A summary of Church teaching
Trasancos shared how Catholics can summarize Church teaching if they are approached about IVF. She pointed to what she called the “Principle of Inseparability,” a term that appears in her book.
“We cannot separate life-giving from love-making,” she said, citing scholar Joseph Boyle, who wrote about “Vatican instruction on reproductive technologies” in 1988 for The Linacre Quarterly. “It’s illicit to separate the unitive and the procreative aspects of the conjugal act.”

She recognized that non-Catholics and even many Catholics might think this terminology sounds like theological jargon.
“We’re talking about marital sex, and you can’t take life-giving and separate it from love-making,” she added. “Contraception removes the life-giving aspect and IVF removes the love-making aspect.”
The Church’s teaching here delves into the dignity of the human person, she said.
“When it comes to cooperating with God to bring into existence a new human being, it’s that important — a new baby, a new human — that it has to be within this complete and total intimacy of the unitive and procreative aspect of the conjugal act.”
Trasancos also said that Church teaching focuses on what is best for the child, adding that a child “has a right to be conceived in that kind of love.”
A private encounter with truth
Trasancos’ book has already received endorsements from Catholic leaders and scholars including Bishop Michael F. Burbidge of the Diocese of Arlington in Virginia, who also wrote the forward of the book, and Charles C. Camosy, professor of medical humanities at the Creighton University School of Medicine.
“My prayer with the book is that it allows someone to hold it in their hands and have that private encounter with the truth and the teachings of the Church that might be hard to hear,” Trasancos said. “That it really starts a process where the person reading it finds the courage to talk to other people about it.”
For readers who disagree with the Church, she hoped that the book would help them see the beauty in its teaching.
If readers take away one message from her book, Trasancos wants that to be hope.
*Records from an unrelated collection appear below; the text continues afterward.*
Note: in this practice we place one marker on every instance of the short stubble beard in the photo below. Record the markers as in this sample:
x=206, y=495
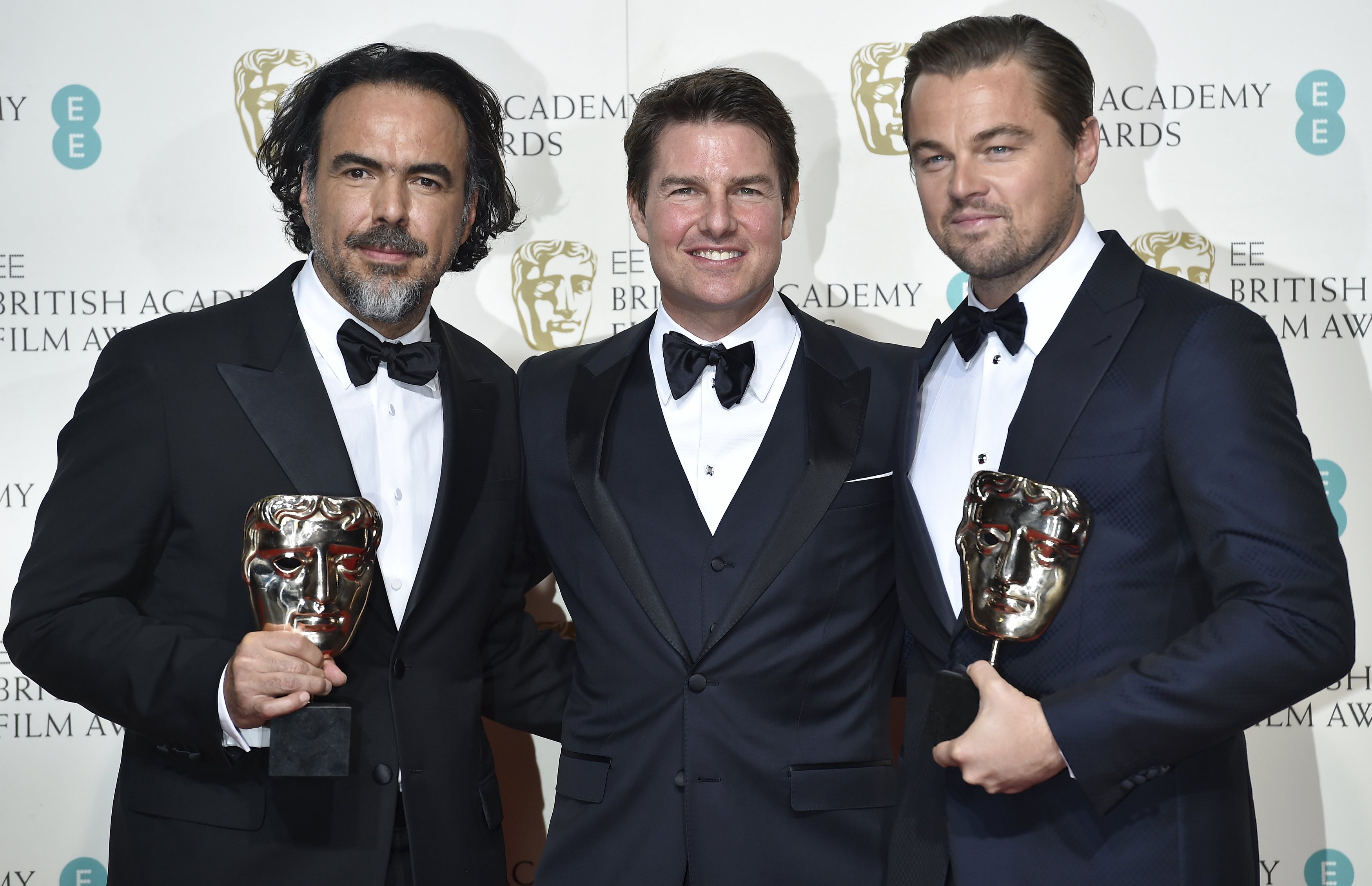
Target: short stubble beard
x=382, y=297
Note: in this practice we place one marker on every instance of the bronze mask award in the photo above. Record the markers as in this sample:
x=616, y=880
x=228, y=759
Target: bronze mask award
x=309, y=562
x=1021, y=544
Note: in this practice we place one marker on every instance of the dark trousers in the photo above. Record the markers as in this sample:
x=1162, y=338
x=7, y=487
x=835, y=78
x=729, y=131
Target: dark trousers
x=398, y=872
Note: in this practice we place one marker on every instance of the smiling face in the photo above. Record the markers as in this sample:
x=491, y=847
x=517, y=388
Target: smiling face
x=386, y=205
x=309, y=563
x=998, y=183
x=714, y=221
x=1021, y=544
x=554, y=283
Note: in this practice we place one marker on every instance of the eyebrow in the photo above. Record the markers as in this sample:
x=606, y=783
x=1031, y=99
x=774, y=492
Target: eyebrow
x=1007, y=131
x=743, y=181
x=348, y=158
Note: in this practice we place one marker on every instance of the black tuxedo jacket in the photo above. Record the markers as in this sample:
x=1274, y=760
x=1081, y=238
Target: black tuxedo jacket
x=1212, y=593
x=131, y=603
x=732, y=697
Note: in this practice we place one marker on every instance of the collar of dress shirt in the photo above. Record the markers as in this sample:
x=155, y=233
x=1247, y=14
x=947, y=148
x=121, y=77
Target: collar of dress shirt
x=323, y=316
x=1047, y=297
x=773, y=331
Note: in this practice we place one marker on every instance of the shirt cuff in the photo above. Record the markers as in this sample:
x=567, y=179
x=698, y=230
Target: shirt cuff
x=232, y=737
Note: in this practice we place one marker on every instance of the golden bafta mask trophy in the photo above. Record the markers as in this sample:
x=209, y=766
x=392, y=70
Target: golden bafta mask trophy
x=309, y=563
x=1021, y=544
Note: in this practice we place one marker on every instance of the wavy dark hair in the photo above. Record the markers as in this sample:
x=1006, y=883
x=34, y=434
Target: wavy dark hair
x=1064, y=77
x=291, y=147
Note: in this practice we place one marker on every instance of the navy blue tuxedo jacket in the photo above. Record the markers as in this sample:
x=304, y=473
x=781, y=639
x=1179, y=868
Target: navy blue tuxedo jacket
x=730, y=705
x=131, y=603
x=1213, y=593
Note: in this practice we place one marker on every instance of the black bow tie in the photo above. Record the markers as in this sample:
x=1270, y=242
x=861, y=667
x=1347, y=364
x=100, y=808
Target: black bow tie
x=685, y=361
x=972, y=326
x=364, y=353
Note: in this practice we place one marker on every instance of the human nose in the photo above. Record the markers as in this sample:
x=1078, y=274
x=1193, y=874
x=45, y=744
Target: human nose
x=392, y=202
x=718, y=216
x=1014, y=563
x=966, y=181
x=563, y=299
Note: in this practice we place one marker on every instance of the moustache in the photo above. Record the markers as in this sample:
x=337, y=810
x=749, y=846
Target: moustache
x=387, y=238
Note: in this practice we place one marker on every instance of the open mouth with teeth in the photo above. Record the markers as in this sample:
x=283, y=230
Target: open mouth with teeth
x=717, y=255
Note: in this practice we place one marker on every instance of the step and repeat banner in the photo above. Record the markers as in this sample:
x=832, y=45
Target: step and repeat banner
x=1232, y=156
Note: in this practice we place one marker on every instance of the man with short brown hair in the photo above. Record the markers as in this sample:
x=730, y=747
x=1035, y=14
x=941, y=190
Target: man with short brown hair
x=714, y=490
x=334, y=379
x=1213, y=590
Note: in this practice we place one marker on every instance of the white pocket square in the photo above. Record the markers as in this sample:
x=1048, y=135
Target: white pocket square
x=876, y=477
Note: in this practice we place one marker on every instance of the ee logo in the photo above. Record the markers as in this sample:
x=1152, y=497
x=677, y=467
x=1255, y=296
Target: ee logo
x=1328, y=867
x=83, y=873
x=958, y=288
x=76, y=143
x=1336, y=485
x=1320, y=128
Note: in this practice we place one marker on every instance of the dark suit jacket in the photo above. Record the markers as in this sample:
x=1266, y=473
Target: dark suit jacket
x=1212, y=593
x=732, y=697
x=131, y=603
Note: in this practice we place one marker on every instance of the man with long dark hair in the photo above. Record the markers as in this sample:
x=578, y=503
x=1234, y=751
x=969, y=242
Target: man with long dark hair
x=1213, y=590
x=334, y=379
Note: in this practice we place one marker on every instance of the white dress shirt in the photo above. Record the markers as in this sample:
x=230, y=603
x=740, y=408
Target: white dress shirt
x=718, y=445
x=394, y=438
x=966, y=406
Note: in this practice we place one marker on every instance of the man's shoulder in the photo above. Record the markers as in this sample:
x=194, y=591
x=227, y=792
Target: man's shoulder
x=878, y=356
x=1182, y=304
x=203, y=334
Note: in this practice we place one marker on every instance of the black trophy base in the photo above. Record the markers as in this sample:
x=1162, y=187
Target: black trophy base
x=315, y=741
x=951, y=708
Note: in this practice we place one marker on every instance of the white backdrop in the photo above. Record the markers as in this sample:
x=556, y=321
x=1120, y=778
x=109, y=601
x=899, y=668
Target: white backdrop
x=129, y=191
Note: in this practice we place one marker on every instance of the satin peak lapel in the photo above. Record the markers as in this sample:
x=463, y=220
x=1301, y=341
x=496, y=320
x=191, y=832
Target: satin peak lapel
x=468, y=431
x=1075, y=360
x=589, y=405
x=836, y=404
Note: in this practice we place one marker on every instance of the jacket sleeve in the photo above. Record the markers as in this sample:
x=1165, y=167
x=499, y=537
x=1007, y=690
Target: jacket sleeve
x=527, y=672
x=1279, y=622
x=76, y=625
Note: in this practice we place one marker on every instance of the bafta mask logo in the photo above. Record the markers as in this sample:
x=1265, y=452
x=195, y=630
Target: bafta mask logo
x=260, y=79
x=552, y=291
x=1178, y=253
x=309, y=562
x=878, y=72
x=1021, y=544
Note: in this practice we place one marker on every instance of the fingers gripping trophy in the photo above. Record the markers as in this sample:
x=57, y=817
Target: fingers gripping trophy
x=309, y=563
x=1021, y=544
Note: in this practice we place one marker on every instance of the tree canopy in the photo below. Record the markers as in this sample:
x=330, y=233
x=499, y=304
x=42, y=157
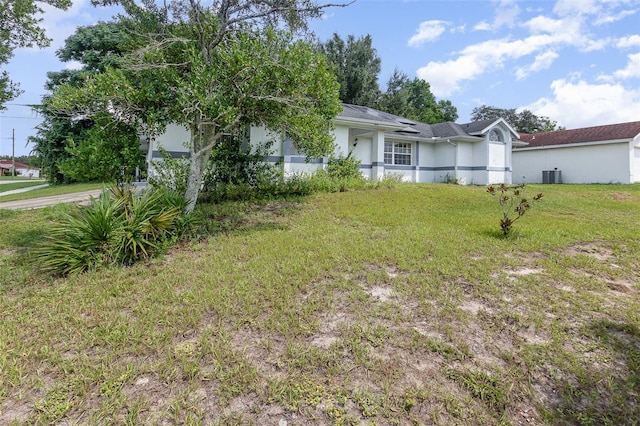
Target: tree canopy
x=357, y=66
x=413, y=99
x=77, y=148
x=20, y=27
x=524, y=121
x=214, y=68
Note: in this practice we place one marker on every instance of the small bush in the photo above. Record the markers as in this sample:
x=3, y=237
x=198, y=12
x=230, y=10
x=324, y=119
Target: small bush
x=119, y=227
x=513, y=204
x=170, y=174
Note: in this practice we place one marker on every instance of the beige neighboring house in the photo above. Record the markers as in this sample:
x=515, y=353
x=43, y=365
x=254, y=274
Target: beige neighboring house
x=22, y=170
x=599, y=154
x=473, y=153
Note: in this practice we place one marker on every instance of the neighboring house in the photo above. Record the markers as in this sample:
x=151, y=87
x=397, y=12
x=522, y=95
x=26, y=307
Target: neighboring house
x=21, y=169
x=600, y=154
x=474, y=153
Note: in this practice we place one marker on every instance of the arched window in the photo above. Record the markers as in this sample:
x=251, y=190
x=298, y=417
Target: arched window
x=496, y=136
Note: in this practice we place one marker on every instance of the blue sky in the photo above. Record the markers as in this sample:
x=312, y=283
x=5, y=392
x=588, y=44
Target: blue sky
x=577, y=62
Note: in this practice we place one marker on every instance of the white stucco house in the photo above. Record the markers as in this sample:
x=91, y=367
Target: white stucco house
x=22, y=170
x=473, y=153
x=600, y=154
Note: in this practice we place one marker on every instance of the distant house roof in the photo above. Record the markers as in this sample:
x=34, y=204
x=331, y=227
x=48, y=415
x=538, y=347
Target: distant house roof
x=404, y=127
x=611, y=132
x=7, y=164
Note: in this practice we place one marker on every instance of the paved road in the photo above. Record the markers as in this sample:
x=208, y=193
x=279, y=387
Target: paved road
x=36, y=203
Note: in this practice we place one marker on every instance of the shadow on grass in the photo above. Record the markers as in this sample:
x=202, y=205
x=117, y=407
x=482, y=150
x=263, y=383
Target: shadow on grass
x=243, y=218
x=610, y=394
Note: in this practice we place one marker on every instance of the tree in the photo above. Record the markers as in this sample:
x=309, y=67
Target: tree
x=524, y=121
x=213, y=69
x=20, y=27
x=413, y=99
x=357, y=66
x=83, y=149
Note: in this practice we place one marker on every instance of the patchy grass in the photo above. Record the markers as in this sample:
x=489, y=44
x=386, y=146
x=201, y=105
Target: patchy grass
x=389, y=306
x=51, y=190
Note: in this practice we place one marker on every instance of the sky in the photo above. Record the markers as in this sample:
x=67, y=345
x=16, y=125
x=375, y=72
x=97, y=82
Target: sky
x=574, y=61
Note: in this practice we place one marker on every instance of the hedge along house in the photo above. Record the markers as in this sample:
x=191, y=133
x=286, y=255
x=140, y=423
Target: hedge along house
x=600, y=154
x=474, y=153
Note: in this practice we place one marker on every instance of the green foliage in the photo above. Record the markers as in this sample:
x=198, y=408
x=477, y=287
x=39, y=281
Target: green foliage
x=104, y=154
x=413, y=99
x=170, y=174
x=239, y=73
x=513, y=203
x=357, y=66
x=342, y=167
x=20, y=27
x=524, y=121
x=232, y=163
x=90, y=149
x=117, y=228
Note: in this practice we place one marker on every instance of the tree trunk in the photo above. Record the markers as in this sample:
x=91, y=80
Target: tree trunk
x=203, y=139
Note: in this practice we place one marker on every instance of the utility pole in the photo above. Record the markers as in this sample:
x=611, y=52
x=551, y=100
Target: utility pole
x=13, y=154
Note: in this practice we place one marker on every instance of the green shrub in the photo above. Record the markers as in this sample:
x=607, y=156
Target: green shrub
x=513, y=203
x=170, y=174
x=119, y=227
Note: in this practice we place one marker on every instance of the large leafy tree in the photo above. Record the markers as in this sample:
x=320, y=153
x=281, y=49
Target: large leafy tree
x=357, y=66
x=20, y=27
x=213, y=68
x=413, y=99
x=524, y=121
x=75, y=148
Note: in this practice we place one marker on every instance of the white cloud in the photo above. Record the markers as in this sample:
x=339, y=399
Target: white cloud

That includes hope for couples who have already used IVF (Trasancos writes about women who have used, and are now haunted by, IVF and the consequences of it) and hope for couples struggling with infertility.
A hold on hope
Trasancos dedicates the book to her Aunt Danna and Uncle Kenneth Cash, who struggled with infertility.
She shared their story: Her aunt and uncle lost their first baby during pregnancy, and, when medical professionals removed the baby’s body, they ruptured her aunt’s uterus. They could no longer have children. But the couple went on to welcome more than 100 children into their home through fostering and two children through adoption.
“Talk about (an) abundance of life,” Trasancos said. “It did turn into a blessing for them.”
Trasancos, a mother and grandmother, also hopes to share what she has learned: that children are a gift.
“When you do understand what it means to be human and what it means to be married and then you say children are a gift, you also realize they’re not yours,” she said. “They’re not commodities, they’re not products.”
“They’re something entrusted to you by God,” she concluded, “and they belong to God.”